— Да вам-то он кто? — не сдержался, вскрикнул Соловаров.
— Брат во Христе, — смиренно поклонился Чемесов. — Как и вам-с…
Хуже всего обошлось с Усачевым. Горячка не унималась долго и обернулась чахоткой.
Когда Заичневский уже расхаживал как ни в чем не бывало, будто и не хворал, в лазарет явился отец Малков.
Лекарь принял святого отца у себя в закутке. Лазарет являл собою лиственничный сруб саженей пять в длину, да и в ширину две сажени. Там стояли полати для простых арестантов и за загородкою — койки для ссыльных привилегированного сословия. Кроме того, был отделен угол для пани Юзефы и для самого Митрофана Ивановича.
Усачев вопросительно перевел тяжелые глаза на доктора: неужели конец? Почему-то только сейчас, увидав попа, поверил в возможность смерти. Даже тогда, в полку, приговоренный к смертной казни через расстреляние, не верил. А сейчас — вот она смерть пришла, в рясе, с медным крестом. Поп был и не поп, скорее — попик, невелик ростом, костляв, несыт, Усачев и не замечал его прежде.
— Исповедовать пришли, батюшка? — прохрипел он. — Извольте… Грехи мои в состатейном списке…
Хотел улыбнуться понасмешливее, не смог, силился не заплакать.
— Нет, сыне, — сказал священник, — я так… По-христиански…
Отец Малков посидел небольшое время молча, перекрестил недужного, удалился.
— Зачем он? — спросил Усачев через хрип. — Митрофан Иванович, буду жить или?..
— Мужайтесь, мужайтесь…
Лучше всех действовала на Усачева сестра милосердия пани Юзефа.

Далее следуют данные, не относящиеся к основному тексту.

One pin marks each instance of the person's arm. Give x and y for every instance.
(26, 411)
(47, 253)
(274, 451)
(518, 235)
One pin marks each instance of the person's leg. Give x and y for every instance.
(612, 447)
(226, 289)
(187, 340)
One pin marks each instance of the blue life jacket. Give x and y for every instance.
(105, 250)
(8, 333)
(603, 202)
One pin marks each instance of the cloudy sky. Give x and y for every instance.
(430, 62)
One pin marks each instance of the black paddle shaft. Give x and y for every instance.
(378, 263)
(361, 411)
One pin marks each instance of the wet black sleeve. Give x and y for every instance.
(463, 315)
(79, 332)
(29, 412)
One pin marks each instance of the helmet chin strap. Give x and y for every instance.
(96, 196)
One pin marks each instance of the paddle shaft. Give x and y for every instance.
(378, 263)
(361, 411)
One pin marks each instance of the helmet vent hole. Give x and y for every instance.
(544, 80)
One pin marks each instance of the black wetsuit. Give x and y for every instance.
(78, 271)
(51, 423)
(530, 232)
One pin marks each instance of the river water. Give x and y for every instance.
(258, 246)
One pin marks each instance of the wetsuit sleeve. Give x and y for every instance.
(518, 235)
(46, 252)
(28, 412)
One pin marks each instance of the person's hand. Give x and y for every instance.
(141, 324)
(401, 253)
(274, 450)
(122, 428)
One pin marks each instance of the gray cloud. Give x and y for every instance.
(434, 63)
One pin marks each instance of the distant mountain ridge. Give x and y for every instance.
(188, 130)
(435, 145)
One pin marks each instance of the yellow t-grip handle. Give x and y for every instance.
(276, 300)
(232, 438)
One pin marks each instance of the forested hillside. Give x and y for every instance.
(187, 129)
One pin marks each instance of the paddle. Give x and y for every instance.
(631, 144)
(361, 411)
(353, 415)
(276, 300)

Она умела (даже не умела, а как-то оно само собою у нее получалось) переходить от печали к веселью, как скакать на одной ножке в игре. И печаль ее и смех были беспечны. А между тем в зеленых ее глазах всегда теплело такое соучастие, что не верить ей было невозможно. Сейчас она вошла веселая:
— Месье Пьер Руж обштопал в карты пана ротмистра!
— Что же он будет есть? — улыбнулся Усачев, и эта улыбка придала пани Юзефе нового веселья: тяжелобольной улыбнулся!
— Кашку! — звонко рассмеялась пани Юзефа. — Пан поручник, кохання, вы улыбаетесь! Мадонна!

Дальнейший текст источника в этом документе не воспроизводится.